The update-belief procedure acts on a single belief. It is called when either a new belief is added to the belief network or the status of one of the belief's parents has changed. The status of the new belief is updated based on other changes in the belief network.

The update-belief procedure takes as arguments the belief node that is being updated, the belief network, and the values for a, b, and d. If the belief node is not already being updated by another call to update-belief or resolve-conflict, and if the negation of the belief is not represented by another belief in the network, then the belief can be updated here. If the status of the belief node changes, the belief node is moved to the appropriate child set of its parents and the appropriate parent set of its children. The resolve-conflict procedure is called on each of the belief node's affected parent pairs and the update-belief procedure is called recursively on each of the belief node's affected children.

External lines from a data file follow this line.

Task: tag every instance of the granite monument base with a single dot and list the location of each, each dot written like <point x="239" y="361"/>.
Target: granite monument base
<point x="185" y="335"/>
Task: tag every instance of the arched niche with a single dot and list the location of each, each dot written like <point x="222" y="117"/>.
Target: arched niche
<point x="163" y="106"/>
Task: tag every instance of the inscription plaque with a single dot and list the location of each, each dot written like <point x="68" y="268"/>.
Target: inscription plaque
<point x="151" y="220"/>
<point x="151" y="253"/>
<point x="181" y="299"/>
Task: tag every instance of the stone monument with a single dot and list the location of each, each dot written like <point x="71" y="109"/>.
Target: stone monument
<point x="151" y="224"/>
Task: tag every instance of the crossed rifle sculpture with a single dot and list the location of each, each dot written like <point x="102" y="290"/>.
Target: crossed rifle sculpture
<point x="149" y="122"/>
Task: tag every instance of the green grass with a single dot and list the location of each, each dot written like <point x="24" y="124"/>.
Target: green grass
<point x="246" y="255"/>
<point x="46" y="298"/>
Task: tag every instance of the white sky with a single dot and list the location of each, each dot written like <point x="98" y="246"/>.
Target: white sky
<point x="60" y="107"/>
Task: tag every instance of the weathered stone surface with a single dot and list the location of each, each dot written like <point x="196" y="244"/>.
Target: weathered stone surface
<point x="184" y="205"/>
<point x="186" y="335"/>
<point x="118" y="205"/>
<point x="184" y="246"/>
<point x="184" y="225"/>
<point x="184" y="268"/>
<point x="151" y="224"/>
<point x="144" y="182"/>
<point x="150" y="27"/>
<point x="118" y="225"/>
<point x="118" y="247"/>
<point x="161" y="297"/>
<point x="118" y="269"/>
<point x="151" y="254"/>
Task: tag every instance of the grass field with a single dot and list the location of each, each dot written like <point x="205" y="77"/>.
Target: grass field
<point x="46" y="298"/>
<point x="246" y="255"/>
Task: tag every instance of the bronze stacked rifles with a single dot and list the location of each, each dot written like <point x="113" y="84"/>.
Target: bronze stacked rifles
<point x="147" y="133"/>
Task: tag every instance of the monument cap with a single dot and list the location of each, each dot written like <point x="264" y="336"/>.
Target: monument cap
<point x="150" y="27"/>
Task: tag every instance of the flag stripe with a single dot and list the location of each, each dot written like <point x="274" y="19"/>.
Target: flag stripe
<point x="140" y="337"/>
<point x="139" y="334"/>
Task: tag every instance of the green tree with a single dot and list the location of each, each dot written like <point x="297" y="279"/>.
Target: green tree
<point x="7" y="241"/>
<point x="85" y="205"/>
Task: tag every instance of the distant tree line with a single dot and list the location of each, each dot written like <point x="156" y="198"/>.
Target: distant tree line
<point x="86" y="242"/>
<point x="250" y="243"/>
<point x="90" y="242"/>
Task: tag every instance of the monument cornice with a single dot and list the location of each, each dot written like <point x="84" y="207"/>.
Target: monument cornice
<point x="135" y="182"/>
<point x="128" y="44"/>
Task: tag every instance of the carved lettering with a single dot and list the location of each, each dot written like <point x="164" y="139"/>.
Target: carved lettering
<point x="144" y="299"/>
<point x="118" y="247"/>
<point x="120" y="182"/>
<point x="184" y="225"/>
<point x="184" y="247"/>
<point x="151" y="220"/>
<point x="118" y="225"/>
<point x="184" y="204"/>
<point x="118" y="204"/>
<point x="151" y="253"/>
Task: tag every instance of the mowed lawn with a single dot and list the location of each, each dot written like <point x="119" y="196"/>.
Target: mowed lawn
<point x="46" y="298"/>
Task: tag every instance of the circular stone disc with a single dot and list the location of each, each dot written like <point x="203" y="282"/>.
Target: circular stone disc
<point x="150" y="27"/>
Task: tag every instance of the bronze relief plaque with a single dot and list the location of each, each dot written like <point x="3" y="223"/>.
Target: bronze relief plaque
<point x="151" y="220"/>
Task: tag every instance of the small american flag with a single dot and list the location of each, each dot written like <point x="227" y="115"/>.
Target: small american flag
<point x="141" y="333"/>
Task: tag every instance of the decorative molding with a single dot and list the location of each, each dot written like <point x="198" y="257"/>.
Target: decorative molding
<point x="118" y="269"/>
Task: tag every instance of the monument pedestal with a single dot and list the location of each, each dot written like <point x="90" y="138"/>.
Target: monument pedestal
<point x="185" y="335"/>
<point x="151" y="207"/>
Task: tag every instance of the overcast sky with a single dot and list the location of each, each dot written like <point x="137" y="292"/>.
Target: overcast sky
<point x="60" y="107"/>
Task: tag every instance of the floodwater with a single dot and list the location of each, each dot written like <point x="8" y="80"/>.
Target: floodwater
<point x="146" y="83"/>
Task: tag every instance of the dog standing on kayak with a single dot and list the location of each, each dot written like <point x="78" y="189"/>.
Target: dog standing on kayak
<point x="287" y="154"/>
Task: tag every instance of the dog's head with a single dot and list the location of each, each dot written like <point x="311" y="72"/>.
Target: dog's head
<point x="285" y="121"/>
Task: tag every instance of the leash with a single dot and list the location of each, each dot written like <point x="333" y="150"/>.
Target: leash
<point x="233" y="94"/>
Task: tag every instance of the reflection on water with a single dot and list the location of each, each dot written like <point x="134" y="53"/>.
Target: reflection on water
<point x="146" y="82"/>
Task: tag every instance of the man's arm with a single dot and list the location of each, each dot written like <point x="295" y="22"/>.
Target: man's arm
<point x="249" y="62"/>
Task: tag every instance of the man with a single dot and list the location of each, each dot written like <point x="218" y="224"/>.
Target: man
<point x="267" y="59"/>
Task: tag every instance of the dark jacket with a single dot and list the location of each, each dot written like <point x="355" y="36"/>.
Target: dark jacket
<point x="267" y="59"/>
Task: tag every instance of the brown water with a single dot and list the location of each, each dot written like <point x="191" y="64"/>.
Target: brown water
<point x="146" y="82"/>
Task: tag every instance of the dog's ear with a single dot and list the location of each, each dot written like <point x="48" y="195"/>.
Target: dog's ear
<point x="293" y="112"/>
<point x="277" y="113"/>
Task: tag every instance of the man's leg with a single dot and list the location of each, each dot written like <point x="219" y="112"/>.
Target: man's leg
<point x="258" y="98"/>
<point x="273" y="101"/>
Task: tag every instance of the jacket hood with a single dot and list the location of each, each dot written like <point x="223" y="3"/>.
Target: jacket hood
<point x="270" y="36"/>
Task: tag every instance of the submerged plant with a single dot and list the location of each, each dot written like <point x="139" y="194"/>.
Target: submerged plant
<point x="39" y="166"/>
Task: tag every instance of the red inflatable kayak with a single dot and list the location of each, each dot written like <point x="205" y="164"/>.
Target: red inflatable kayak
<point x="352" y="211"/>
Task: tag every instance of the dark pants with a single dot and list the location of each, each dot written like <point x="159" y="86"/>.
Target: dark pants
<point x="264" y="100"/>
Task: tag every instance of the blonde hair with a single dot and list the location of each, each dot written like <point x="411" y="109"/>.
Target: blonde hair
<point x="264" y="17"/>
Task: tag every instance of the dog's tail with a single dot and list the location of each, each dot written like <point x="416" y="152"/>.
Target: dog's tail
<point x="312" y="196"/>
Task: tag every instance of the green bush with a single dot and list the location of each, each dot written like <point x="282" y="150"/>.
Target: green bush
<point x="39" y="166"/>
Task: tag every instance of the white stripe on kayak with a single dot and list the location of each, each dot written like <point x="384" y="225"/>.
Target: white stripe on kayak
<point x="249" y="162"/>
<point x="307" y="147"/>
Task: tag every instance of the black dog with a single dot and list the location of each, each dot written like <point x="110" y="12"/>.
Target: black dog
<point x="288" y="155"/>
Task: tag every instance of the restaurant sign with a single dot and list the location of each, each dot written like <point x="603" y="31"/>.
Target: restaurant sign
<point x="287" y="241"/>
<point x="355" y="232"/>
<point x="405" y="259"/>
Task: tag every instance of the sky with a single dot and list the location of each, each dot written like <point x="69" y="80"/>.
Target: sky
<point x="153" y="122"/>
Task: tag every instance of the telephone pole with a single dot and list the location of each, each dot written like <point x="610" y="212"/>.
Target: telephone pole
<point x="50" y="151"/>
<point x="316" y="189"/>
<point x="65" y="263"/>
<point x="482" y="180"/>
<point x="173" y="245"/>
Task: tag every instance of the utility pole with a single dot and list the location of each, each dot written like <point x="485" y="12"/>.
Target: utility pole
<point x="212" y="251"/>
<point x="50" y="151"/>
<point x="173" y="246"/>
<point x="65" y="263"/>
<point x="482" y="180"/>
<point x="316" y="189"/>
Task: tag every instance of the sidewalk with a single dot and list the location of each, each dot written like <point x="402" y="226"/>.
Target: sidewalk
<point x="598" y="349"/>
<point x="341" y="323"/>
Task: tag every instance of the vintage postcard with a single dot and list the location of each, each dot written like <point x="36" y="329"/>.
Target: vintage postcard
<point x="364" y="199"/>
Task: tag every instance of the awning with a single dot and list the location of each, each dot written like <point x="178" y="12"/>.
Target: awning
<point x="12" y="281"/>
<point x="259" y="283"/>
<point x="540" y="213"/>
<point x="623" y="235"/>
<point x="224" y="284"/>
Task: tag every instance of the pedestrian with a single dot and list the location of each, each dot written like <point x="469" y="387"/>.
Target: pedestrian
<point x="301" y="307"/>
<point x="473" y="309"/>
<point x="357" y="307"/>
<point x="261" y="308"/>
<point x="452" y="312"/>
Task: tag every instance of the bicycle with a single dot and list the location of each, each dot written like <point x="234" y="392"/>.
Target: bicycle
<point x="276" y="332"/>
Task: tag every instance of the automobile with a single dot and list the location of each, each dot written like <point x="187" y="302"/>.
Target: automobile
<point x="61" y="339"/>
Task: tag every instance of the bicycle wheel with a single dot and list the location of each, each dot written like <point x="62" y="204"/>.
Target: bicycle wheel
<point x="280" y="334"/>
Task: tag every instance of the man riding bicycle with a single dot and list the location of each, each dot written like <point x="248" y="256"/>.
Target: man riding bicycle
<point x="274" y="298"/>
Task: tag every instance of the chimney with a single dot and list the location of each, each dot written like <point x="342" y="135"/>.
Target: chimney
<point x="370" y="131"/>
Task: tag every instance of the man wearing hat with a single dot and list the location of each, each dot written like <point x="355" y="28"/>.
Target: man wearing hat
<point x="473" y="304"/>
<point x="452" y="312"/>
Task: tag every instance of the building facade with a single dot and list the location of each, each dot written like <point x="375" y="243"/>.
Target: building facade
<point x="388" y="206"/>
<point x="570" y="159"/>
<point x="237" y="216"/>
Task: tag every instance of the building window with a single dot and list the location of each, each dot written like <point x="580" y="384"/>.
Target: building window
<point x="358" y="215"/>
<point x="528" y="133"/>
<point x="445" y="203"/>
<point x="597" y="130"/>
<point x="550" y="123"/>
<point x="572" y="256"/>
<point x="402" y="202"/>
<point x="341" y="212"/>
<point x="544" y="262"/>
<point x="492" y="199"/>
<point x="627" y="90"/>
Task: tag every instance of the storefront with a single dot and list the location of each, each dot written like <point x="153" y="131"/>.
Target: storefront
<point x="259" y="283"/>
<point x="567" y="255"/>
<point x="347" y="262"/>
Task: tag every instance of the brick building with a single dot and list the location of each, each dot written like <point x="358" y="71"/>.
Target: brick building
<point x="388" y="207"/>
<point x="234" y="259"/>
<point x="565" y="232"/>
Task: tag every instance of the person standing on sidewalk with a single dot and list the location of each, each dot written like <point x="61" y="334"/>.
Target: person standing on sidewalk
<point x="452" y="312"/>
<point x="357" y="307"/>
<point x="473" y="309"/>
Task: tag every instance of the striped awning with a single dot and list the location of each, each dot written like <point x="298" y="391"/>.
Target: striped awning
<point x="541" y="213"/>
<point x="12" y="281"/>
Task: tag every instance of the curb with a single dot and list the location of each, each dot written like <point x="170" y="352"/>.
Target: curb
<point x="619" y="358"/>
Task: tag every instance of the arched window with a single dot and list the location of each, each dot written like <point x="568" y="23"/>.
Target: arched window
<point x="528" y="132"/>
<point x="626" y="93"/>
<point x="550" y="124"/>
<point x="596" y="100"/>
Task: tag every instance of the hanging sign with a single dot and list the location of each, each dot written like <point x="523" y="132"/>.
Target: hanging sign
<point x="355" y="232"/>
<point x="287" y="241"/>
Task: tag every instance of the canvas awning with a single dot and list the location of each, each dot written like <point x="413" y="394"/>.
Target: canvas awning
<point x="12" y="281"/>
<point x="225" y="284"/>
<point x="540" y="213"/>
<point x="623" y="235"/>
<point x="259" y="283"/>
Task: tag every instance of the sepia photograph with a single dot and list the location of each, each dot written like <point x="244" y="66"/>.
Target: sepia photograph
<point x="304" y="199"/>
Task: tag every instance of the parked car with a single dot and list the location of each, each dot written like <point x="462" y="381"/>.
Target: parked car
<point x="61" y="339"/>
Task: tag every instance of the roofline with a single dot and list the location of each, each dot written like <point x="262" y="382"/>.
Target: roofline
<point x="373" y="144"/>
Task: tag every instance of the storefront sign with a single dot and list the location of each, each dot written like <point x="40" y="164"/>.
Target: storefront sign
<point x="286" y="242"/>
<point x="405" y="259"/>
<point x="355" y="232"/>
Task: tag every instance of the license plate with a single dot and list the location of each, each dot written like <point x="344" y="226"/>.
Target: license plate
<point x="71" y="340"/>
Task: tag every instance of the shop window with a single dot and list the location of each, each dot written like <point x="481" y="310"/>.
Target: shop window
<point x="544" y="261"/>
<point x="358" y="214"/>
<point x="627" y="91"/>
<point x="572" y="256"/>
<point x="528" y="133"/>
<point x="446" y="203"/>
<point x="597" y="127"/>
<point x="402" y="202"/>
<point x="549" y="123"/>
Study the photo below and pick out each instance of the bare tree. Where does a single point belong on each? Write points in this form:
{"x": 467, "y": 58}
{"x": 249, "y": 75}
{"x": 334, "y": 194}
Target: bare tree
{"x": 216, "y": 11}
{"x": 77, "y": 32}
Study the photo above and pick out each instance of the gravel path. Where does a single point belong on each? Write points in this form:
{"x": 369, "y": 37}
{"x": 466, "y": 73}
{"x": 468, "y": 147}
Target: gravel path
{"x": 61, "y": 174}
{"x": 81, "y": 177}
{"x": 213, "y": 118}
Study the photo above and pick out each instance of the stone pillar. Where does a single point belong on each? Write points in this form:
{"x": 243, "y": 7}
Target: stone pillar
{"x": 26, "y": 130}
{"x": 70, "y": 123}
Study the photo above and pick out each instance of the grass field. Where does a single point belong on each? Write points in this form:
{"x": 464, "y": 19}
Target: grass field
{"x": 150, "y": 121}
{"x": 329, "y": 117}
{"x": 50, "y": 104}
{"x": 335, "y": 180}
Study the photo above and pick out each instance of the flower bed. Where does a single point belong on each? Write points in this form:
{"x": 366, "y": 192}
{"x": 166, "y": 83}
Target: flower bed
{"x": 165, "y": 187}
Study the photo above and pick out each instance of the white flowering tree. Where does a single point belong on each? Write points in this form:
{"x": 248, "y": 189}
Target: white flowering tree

1	procedure update-belief(belief-node n, belief-network B, a, b, d)
2		if status(n) = nil then
3			return
4		else if the negation of belief(n) is represented by some belief-node m in B then
5			resolve-conflict(n, m, a, b, d)
6			return
7		else
8			old-status = status(n)
9			if a * (size of valid-parents(n)) + b * (size of valid-children(n)) > 0 then
10				new-status = valid
11			else
12				new-status = invalid
13			n.status = nil
14			affected-parents = nil
15			affected-children = nil
16			if old-status = valid and new-status = invalid then
17				for each parent pair (p, q) in valid-parents(n) and invalid-parents(n) do
18					remove n from valid-children(p)
19					add n to invalid-children(p)
20					remove n from valid-children(q)
21					add n to invalid-children(q)
22					add (p, q) to affected-parents
23				end for
24				for each belief-node c in valid-children(n) and invalid-children(n) do
25					remove all parent pairs that include n from valid-parents(c)
26					add all parent pairs that include n to invalid-parents(c)
27					add c to affected-children
28				end for
29			else if old-status = invalid and new-status = valid then
30				for each parent pair (p, q) in valid-parents(n) and invalid-parents(n) do
31					remove n from invalid-children(p)
32					add n to valid-children(p)
33					remove n from invalid-children(q)
34					add n to valid-children(q)
35					add (p, q) to affected-parents
36				end for
37				for each belief-node c in valid-children(n) and invalid-children(n) do
38					if any parent pair in invalid-parents(c) includes n and another valid parent then
39						remove all parent pairs that include n and another valid parent from invalid-parents(c)
40						add these parent pairs to valid-parents(c)
41						add c to affected-children
42					end if
43				end for
44			end if
45			for each parent pair (p, q) in affected-parents do
46				resolve-conflict(p, q, B, a, b, d)
47			end for
48			for each belief-node c in affected-children do
49				update-belief(c, B, a, b, d)
50			end for
51			status(n) = new-status
52			return
53		end if
54	end update-belief

The resolve-conflict procedure acts on two conflicting beliefs that can not exist simultaneously in the belief set. Two beliefs are in conflict if they are either logical negations of each other or if they are both valid parents of an invalid child. The decision process described in Section 4.2 is used to decide which of the two beliefs will be in the belief set and which will be out.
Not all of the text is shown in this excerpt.